Hurricane season is recognized as June 1 through November 30, although hurricane activity occasionally occurs outside those months.
While forecasters have predicted a 45 percent chance for a near normal season, there’s also a 30 percent chance the season will be above average and a 25 percent chance there will be below average activity.
“This is a more challenging hurricane season outlook than most because it’s difficult to determine whether there will be reinforcing or competing climate influences on tropical storm development,” lead Climate Prediction Center forecaster Gerry Bell said in a release. “However, a near normal prediction for this season suggests we could see more hurricane activity than we’ve seen in the last three years, which were below normal.”
In 2015, there were 12 named storms in the Atlantic, although the first, Ana, developed in early May, nearly a month before the official start of the hurricane season. The strongest, Hurricane Joaquin, maxed out as a Category 4 storm and brushed the coastal Carolinas in early October, causing flooding in the Cape Fear region.
This year, there have already been two named storms, including a rare January depression that became Hurricane Alex, a Category 1 storm in the eastern Atlantic near the Azores. This past weekend, a storm developed off the coast of South Carolina and became Tropical Storm Bonnie, but weakened and stalled on Sunday as it made landfall between Charleston and Myrtle Beach.
According to Reid Hawkins, science officer at the National Weather Service office in Wilmington, two preseason named storms, especially the rare winter one, have no bearing on what kind of activity we can expect this summer.
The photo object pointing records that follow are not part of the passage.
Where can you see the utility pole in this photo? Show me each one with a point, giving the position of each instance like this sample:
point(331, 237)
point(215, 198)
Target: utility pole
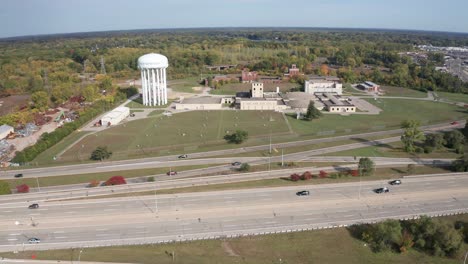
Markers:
point(103, 66)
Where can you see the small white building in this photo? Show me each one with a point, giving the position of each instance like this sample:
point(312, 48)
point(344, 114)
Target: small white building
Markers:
point(115, 116)
point(369, 86)
point(5, 130)
point(323, 85)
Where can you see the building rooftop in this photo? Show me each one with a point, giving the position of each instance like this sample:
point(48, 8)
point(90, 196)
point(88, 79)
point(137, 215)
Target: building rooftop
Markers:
point(202, 100)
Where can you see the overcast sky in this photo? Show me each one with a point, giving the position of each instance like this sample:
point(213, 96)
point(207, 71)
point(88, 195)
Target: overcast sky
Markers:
point(32, 17)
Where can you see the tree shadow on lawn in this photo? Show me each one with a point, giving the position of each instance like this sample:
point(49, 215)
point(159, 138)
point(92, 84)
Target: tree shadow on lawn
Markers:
point(399, 171)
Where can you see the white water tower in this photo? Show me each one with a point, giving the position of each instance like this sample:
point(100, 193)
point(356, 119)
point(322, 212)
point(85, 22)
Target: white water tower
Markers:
point(153, 78)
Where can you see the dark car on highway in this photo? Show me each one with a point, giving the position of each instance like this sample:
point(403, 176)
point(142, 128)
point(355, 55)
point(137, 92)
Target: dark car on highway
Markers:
point(33, 206)
point(34, 240)
point(381, 190)
point(302, 193)
point(395, 182)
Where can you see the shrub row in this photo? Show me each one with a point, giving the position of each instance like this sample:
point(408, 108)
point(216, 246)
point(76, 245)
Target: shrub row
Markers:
point(323, 174)
point(47, 140)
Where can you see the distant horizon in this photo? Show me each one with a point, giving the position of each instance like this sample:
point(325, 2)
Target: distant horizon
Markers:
point(45, 17)
point(65, 34)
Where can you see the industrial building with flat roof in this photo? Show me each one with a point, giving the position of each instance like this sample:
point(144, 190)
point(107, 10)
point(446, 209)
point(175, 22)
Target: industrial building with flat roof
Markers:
point(321, 84)
point(115, 116)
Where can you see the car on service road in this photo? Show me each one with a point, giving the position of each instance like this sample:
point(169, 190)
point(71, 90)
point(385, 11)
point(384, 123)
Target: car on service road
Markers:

What does affect it, he said, are climate patterns.
“We’re going from El Niño to La Niña,” Hawkins said, referencing two weather phenomena that relate to the warming (El Niño) and cooling (La Niña) of temperatures in the Pacific Ocean. “We’re currently in a middle pattern, so we’re transitioning, which can make it a little unpredictable.”
Though those two events are located in the Pacific, they have the ability to affect patterns around the world, including on the eastern half of the United States.
In the Atlantic, weather scientists are monitoring a similar ocean temperature pattern, called the Atlantic Multi-Decadal Oscillation, or AMO. One phase of the pattern results in warmer Atlantic Ocean temperatures and stronger monsoons in West Africa, meaning a greater chance of storms developing. The opposite pattern results in cooler ocean temperatures, making it harder for storms to form and strengthen. According to scientists, we have been in the warm phase of the AMO since at least the 1990s.
“From 1995 until now, we’ve had a higher number of storms due to the warm phase of the AMO,” Hawkins said. “But based on the below average activity in the last few years, we might be seeing a shift toward cooler temperatures. If we didn’t have that, we wouldn’t have a near normal prediction. We would probably hedge toward above average.”
Hawkins said this phenoma is still being studied and researched, and it is unclear where we are in the AMO cycle or how it may affect this and upcoming hurricane seasons.
“We’ve never monitored a complete cycle of this,” Hawkins said, noting that activity cycles, whether or high or low, usually last between 25 to 40 years. “We’ve only been able to notice it and monitor it since the satellite era.”
While it’s impossible to know exactly how many storms will develop in the Atlantic this season and if and when any of them will directly affect southeastern North Carolina, weather experts and emergency management personnel encourage citizens to be ready at all times. This includes having an evacuation plan, emergency supplies, proper insurance, a list of contacts and means of communication and a way to get the most up-to-date information.